In the past four months, Marfrig has updated shareholders on the pending sale of Keystone. Chief Financial Officer Eduardo Miron said during a conference call with analysts on Wednesday that one of the reasons Marfrig held its quarterly call in the United States was because the company was "very focused" on selling Keystone.
"We believe that we are going to be able to move this process to the end soon," he said.
Pennsylvania-based Keystone is one of the largest suppliers of McDonald's chicken nuggets. It has operations in seven U.S. states, South Korea, China, Malaysia, Thailand and Australia. Along with chicken nuggets, Keystone produces beef patties, chicken wings and fish filets, among other food items. The company reported revenue of $2.8 billion last year.
Marfrig shared plans to sell Keystone after acquiring a majority ownership of U.S.-based National Beef in April for $969 million., making Marfrig the world's second-largest beef processor. Marfrig plans to use the proceeds from Keystone to offset debt.

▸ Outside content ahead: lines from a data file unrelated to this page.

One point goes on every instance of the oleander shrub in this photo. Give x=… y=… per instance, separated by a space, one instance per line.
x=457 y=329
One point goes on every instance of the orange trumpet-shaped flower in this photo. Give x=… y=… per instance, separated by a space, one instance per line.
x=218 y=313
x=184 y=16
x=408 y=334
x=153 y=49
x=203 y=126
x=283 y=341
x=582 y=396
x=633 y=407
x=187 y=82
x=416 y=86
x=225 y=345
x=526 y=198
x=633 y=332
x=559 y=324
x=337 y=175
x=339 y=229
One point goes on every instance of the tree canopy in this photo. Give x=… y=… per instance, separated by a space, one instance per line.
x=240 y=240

Marfrig told investors in July that it had "received binding offers for the acquisition" and planned to give timely updates about the sale. The Brazilian group announced it had narrowed the sale down to five unnamed suitors in May.

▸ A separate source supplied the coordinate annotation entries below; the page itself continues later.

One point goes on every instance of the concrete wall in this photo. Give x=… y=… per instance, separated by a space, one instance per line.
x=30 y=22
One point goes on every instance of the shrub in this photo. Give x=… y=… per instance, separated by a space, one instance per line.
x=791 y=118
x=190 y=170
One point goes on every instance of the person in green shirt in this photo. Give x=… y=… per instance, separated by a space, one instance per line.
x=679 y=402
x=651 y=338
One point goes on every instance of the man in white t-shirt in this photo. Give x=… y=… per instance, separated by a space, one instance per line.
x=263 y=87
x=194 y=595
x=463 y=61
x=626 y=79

According to Bloomberg News reports, Springdale chicken companies Tyson Foods and George's Inc., were among those in talks to purchase Keystone. At the time, Marfrig reportedly expected to sell the chicken supplier for more than $3 billion. Since then chicken prices have softened as a result of key trade partners imposing tariffs on U.S. meats.
Tyson executives seemed disappointed by company earnings for the most recent quarter, particularly in the chicken segment. A week before Tyson released quarterly earnings, the company lowered its fiscal 2018 outlook on the basis of increased market volatility for domestic and foreign markets.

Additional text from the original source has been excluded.